4.1 Experiment and results with different similarity measures

For computing the doc2vec-based similarity measure, the Paragraph Vector method was used to create a model and generate vectors of the sentences, later they will be compared using a cosine measure.

We adopted the Distributed Memory Model of Paragraph Vectors (PV-DM) of doc2vec. This is a fully connected multi-layer perceptron with three layers: the input, projection and output layer. As input for the first layer, the one-hot encoded vector of the paragraph and the one-hot encoded vectors of words within this paragraph, must be provided—the number of words is specified by a given sliding window. The number of neurons for this input layer depends on the length of the dictionary of words and paragraphs used for training this neural network. Input vectors are then combined by concatenating them at the projection layer. Finally, at the output layer, a hierarchical softmax with a binary Huffman tree is used to normalize output values and optimize the training process. The training process is made by minimizing the error with the stochastic gradient descent, where the gradient is obtained via backpropagation.

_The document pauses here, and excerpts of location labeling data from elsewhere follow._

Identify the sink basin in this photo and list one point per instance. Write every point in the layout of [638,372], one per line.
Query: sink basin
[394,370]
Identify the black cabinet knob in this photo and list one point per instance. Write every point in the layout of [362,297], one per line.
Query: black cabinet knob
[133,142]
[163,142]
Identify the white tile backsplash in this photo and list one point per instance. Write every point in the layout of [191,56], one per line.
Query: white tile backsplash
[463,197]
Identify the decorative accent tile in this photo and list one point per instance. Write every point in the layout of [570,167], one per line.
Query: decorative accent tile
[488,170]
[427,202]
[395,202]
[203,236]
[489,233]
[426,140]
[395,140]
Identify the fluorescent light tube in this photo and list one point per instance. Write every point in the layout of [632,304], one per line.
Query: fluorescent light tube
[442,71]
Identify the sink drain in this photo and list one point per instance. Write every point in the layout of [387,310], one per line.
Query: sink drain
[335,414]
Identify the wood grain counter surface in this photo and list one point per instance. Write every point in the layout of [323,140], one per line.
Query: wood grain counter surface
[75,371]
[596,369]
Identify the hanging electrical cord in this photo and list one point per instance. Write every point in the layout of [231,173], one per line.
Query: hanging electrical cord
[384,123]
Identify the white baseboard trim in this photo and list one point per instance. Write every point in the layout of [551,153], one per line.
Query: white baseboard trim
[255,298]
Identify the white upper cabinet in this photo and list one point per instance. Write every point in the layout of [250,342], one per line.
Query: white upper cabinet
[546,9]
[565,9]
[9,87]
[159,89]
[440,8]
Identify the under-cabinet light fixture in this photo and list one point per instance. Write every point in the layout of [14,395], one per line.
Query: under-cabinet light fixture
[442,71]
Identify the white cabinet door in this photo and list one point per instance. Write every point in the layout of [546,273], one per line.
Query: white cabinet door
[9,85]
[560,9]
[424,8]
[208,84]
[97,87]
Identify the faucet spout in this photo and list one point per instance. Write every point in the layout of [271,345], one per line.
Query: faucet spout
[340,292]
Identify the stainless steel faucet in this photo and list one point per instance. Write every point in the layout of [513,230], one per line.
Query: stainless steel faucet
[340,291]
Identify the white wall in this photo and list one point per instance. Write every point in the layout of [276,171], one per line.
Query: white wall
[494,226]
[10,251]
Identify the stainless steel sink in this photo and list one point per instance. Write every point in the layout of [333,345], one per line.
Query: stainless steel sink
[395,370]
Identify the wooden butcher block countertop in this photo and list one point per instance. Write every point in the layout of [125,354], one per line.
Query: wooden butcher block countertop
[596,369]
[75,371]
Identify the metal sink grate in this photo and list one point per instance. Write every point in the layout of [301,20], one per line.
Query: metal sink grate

This neural network requires big volumes of texts to be trained. For this requirement, the training was done with the dataset from “One Billion Word Language Modeling Benchmark”4 that has almost 1 billion words. Punctuation marks were removed, so the sentences to be represented afterwards in this vector space model are also processed without punctuation marks. Each resulting vector has a dimension of 100 elements (this is configured at the projection layer of the neural network), the chosen window between the predicted word and context words was of 8 words, we ignored all words with a total frequency lower than 5, and we did 10,000 iterations at the inference stage for computing new sentence vectors.

As doc2vec has proven to outperform other simple similarity measures in different tasks [11], we decided to carry out our experiments based on the doc2vec-based similarity measure.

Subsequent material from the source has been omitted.